Galynn didn’t say anything, letting him eat the entire piece of pizza, and avoid her gaze.
“Sorry,” he said at last. “Don’t know why I said that. Just been kind of thinking about it for the last few days.” He looked embarrassed and uncomfortable. “I’m an idiot,” he said. “Just forget I said it.”
“Okay,” she said. But she didn’t forget it.
* * *
At first Artie didn’t recognize the sound. It came as a dream sound while he floated half in and half out of sleep. Finally, when he became more awake than not, he recognized it as his cell phone’s ring tone. Freeing his arm from underneath Galynn’s shoulders, he spun to a sitting position on the side of the bed. He rubbed his face with both hands. Once more the muffled sound erupted directing his eyes to the pair of jeans lumped on the floor.

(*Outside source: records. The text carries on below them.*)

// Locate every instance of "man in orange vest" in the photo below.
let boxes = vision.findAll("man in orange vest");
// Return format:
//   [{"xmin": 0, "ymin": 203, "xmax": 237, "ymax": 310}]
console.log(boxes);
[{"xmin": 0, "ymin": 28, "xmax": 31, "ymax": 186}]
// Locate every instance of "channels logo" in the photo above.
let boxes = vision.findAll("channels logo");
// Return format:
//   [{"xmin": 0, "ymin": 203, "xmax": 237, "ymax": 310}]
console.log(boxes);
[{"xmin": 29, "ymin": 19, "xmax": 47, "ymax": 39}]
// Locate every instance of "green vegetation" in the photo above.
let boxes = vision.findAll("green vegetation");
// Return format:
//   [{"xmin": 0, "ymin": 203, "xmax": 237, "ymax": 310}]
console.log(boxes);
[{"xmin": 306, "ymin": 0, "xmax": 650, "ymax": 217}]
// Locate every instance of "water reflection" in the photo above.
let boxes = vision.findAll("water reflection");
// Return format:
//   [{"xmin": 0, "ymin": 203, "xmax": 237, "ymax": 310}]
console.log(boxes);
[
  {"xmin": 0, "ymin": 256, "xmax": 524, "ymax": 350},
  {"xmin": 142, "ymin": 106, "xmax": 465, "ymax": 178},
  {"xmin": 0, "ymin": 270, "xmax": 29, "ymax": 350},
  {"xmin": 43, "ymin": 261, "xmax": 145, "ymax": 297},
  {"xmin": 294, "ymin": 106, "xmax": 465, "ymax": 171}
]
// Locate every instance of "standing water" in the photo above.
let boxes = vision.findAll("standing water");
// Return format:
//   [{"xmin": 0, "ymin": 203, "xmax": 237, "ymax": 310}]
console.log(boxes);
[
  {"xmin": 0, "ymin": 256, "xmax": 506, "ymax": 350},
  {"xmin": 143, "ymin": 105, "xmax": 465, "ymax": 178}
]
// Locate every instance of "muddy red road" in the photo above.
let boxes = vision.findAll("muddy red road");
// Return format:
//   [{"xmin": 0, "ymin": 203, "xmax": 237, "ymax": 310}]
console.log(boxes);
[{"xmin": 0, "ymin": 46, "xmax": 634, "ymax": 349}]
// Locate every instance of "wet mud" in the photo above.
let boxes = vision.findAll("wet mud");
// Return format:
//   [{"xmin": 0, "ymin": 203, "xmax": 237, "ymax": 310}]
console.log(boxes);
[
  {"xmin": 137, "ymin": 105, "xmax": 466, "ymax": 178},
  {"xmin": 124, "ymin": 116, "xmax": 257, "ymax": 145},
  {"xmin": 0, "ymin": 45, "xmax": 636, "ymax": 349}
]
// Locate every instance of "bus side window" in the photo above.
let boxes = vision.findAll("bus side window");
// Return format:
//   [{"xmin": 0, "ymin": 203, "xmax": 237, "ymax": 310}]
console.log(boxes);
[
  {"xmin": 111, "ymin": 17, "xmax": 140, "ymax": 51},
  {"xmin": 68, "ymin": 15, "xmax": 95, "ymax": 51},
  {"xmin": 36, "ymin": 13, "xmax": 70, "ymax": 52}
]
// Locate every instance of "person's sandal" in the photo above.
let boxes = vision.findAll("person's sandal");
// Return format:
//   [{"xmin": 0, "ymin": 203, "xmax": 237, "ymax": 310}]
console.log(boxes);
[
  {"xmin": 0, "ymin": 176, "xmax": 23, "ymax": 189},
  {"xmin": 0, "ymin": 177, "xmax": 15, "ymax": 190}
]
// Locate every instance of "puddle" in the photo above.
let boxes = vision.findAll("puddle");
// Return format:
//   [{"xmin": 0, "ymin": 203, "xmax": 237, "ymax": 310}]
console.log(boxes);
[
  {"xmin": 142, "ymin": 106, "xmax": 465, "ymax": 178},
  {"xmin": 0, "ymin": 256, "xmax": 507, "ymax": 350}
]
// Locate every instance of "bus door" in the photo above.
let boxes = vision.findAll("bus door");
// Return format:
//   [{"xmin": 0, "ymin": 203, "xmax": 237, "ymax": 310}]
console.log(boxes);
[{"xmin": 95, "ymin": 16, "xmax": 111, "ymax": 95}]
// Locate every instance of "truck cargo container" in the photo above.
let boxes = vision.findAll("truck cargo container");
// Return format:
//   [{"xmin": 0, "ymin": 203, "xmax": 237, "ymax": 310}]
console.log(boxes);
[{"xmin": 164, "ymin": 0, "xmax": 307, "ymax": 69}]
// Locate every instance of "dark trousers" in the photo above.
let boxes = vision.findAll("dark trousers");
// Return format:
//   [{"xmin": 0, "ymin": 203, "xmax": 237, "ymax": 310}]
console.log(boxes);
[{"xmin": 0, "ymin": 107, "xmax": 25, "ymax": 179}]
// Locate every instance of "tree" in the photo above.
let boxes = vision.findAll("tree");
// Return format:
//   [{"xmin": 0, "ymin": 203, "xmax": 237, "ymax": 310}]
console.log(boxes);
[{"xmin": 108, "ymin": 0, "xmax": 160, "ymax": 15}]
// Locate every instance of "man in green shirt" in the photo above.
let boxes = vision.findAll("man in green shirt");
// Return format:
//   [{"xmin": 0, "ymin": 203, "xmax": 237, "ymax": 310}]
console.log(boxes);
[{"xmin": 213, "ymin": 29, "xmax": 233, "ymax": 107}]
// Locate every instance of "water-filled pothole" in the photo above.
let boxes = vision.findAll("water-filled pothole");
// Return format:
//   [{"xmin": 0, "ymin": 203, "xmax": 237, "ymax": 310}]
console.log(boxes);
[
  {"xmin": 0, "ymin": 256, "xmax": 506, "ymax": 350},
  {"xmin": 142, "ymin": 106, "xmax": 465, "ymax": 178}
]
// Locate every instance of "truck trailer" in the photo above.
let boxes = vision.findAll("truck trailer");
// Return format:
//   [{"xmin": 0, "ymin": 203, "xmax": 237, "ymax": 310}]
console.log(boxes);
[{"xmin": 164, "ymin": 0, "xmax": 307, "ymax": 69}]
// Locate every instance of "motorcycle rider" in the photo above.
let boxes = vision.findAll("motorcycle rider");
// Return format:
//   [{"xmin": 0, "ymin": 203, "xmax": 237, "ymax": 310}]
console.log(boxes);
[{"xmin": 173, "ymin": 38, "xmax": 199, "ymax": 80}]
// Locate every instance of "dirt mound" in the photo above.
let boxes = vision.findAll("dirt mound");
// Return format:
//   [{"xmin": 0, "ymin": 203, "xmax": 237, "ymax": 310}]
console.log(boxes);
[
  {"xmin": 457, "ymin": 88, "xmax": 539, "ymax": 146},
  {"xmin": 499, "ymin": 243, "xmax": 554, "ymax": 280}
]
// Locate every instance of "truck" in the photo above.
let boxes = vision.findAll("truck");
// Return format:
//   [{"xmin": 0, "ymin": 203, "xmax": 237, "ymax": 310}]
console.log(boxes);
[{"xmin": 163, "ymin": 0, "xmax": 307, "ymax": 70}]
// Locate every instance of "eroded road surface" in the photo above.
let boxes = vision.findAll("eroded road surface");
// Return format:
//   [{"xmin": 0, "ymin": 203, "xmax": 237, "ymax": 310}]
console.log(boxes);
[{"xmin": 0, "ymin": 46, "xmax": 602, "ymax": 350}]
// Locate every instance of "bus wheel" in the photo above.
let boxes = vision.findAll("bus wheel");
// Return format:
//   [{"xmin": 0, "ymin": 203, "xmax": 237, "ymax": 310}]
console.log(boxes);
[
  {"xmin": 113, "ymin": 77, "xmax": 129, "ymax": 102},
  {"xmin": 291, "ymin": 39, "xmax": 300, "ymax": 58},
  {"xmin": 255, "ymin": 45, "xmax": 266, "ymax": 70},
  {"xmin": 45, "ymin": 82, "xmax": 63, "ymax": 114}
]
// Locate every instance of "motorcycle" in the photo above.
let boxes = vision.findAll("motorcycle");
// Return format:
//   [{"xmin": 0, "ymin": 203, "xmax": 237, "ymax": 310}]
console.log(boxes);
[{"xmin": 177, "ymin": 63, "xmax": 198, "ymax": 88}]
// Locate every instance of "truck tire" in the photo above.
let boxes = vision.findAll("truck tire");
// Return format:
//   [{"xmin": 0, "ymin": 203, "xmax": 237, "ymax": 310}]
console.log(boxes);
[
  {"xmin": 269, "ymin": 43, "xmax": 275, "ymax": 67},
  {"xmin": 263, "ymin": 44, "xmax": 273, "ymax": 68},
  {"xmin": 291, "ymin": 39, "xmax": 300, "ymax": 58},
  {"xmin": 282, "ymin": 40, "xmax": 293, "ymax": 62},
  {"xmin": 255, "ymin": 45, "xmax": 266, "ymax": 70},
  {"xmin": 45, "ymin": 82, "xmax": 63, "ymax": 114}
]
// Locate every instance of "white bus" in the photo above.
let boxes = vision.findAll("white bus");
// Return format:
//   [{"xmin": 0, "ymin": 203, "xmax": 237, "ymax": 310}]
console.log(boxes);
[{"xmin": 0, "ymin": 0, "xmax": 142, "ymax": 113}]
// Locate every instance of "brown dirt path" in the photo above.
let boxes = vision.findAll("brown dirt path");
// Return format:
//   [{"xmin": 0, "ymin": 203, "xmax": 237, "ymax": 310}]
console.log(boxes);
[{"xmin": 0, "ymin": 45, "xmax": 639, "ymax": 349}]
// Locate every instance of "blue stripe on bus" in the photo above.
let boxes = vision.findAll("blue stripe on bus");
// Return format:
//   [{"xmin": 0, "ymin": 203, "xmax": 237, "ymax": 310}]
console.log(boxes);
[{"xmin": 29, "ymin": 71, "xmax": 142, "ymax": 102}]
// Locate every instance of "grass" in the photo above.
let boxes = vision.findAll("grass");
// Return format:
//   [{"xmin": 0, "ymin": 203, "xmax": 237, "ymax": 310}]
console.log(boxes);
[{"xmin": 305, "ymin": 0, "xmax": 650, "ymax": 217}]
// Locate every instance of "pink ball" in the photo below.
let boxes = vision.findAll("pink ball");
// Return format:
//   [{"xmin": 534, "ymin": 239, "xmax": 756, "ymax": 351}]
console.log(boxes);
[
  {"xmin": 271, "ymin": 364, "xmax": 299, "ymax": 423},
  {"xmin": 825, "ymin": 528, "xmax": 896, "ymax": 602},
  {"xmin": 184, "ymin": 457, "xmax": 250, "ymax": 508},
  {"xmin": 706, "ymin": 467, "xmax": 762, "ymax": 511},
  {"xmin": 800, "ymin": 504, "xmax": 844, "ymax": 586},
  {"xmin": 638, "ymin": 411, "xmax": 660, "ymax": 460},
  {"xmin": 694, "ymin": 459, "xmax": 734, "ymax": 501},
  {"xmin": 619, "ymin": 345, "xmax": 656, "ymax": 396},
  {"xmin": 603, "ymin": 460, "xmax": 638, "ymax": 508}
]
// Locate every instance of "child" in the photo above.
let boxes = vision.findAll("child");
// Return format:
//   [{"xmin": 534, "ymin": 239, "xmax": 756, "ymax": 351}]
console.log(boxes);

He pulled the jeans to him by one of the legs, reached in the right front pocket and extracted the phone.
“Hull...,” he said into it. His voice was still husky with sleep. His temples throbbed a little and his tongue was thick from the remnants of the late-night wine he and Galynn had shared. He cleared his throat and said again, “Hello?”
“Artie?” came the female voice of the caller.
“Yuh.”
“Morning, Artie. It’s Sunny.”
Artie squinted at the bright sunlight assaulting his eyes through his bedroom window. “No argument there,” Artie responded.
“What?” the caller said. “No, it’s me... Sunny Griggs. You know, your neighbor. Remember?”
Once she delivered her sarcasm, he recognized the voice. Same old Sunny. “Hey, Sunny. What’s up?” He tried to sound cordial, if not awake. Though he’d stopped drinking weeks ago, his wine consumption had been a calculated risk.
“Did I awaken you?” Sunny asked.
“No, no. I’z... well, yeah.”
“Oh, I’m sorry. I thought you’d be up by now.”
Artie picked his watch up off the night stand. It showed nine-thirty. Galynn began to stir. She grabbed Artie’s Polo shirt off the floor and slipped it on before she headed to the bathroom.
“No problem. But, hey, I’m awake now,” he said as he watched Galynn walk away from him, the bottom of his shirt barely covered the bottom of her bottom. “Is this just a social call, or is there something I can do for you?”
“Well, as a matter of fact, I do need your help with something. Won’t take but a minute, but I can’t do it myself.”
“What,” Artie said flatly. It didn’t sound like a question.
“I’ve got this big jar of
kimchi
I need to move from my kitchen to the root cellar, and I can’t lift it.”
“A jar of what?”
“
Kimchi
. It’s an old Korean vegetable dish I’ve made for, uh, medicinal purposes. It requires fermentation in a cool dark place, so I need to move it to my root cellar, but I can’t lift it. The jar must weigh seventy or eighty pounds.”